The software uses the International Virtual Observatory Association Ontology to classify the collected data into concepts and categories that astronomers use, Mr Watt said.
“It’s almost like you’ve gone to an astronomer, plucked the knowledge out of their head and you’ve put it into this system. When it gets data into this system, it’s kind of thinking about that data in a similar way to [what] an astronomer would.”
This involved classifying stars into types, for example, by using logic and reasoning from certain observed factors, such as light levels and frequencies, he said.
The prototype also provided guided search functionality, he said. Where astronomers previously had had to build laborious queries which could sometimes result in a false return of no data due to a fractional parameter error (such as defining a time period for observing a certain type of star that was one second out), the prototype provided guided queries and options.
“It literally does know, ‘I’ve got all of these objects in my database, and they were observed in this part of the sky, at this time, down to the millisecond and they have these parameters.’ So the system can put these options to you, you know ‘What do you want to search for, these are the types of stars I know about, here’s where they were in the sky, here’s the time of day’.”
The prototype met its design goals of automating the classification of astronomical objects and improving the efficiency of astronomers’ searches, Mr Watt said.
Analysis of the results of the project suggested ways to extend the prototype to meet SKA’s required performance levels. Mr Watt said this included applying the work alongside an astronomy project’s existing systems, and automating other astronomical processes, as well as building functionality, improving the system and tuning it to real world problems.
Indeed, the results from the prototype were also applicable to other organisations faced with a data deluge, he said.
“We have identified several local scenarios which would benefit from automated analysis of performance data to uncover trends, identify anomalies and improve decisions. These range from individual manufacturing plants and telecommunications companies to whole transport networks and healthcare systems.”
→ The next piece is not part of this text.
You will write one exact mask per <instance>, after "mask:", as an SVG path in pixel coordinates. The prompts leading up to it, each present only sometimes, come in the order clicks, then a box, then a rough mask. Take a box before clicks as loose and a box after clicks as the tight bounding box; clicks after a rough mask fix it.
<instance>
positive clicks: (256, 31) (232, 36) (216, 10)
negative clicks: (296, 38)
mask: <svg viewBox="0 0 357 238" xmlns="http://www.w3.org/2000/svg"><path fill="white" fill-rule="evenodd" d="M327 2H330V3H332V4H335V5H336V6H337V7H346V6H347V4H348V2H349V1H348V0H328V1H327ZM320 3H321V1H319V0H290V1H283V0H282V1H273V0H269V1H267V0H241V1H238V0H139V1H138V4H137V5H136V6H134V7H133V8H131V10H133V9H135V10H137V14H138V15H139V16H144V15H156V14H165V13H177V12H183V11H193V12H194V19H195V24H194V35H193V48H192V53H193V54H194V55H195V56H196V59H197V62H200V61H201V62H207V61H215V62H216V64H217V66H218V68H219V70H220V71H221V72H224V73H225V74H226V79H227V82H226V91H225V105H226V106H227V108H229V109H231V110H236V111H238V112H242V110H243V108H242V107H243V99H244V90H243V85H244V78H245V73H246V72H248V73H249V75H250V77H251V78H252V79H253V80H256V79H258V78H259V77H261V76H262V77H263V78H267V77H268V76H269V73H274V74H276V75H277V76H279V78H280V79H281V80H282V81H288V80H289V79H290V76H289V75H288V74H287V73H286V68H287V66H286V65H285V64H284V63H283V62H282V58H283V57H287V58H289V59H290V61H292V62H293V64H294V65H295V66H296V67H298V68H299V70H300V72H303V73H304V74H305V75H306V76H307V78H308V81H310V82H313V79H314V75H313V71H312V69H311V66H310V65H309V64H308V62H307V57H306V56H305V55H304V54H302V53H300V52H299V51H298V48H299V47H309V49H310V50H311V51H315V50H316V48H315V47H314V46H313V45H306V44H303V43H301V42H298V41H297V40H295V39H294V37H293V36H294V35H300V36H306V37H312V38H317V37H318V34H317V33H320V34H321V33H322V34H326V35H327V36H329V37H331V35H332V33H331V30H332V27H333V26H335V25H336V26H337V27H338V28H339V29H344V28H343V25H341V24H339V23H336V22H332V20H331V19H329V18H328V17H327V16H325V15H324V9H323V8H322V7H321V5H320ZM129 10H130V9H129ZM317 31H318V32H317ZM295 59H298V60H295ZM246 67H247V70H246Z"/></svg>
IBM worked with Victoria University radio astronomer Dr Melanie Johnston-Hollitt to build the IIF. Dr Johnston-Hollitt said research on exa-scale datasets would force radio astronomers into an as yet unexplored regime of automated processing, imaging and analysis. She said surveys on SKA precursor telescopes were expected to produce catalogues of tens of millions of radio sources and how astronomers organised and classified the data available in the next three years, was a significant challenge.
“We will need new solutions to fully realise the vast scientific potential of these datasets and it’s fantastic that organisations like IBM are prepared to take up that challenge.”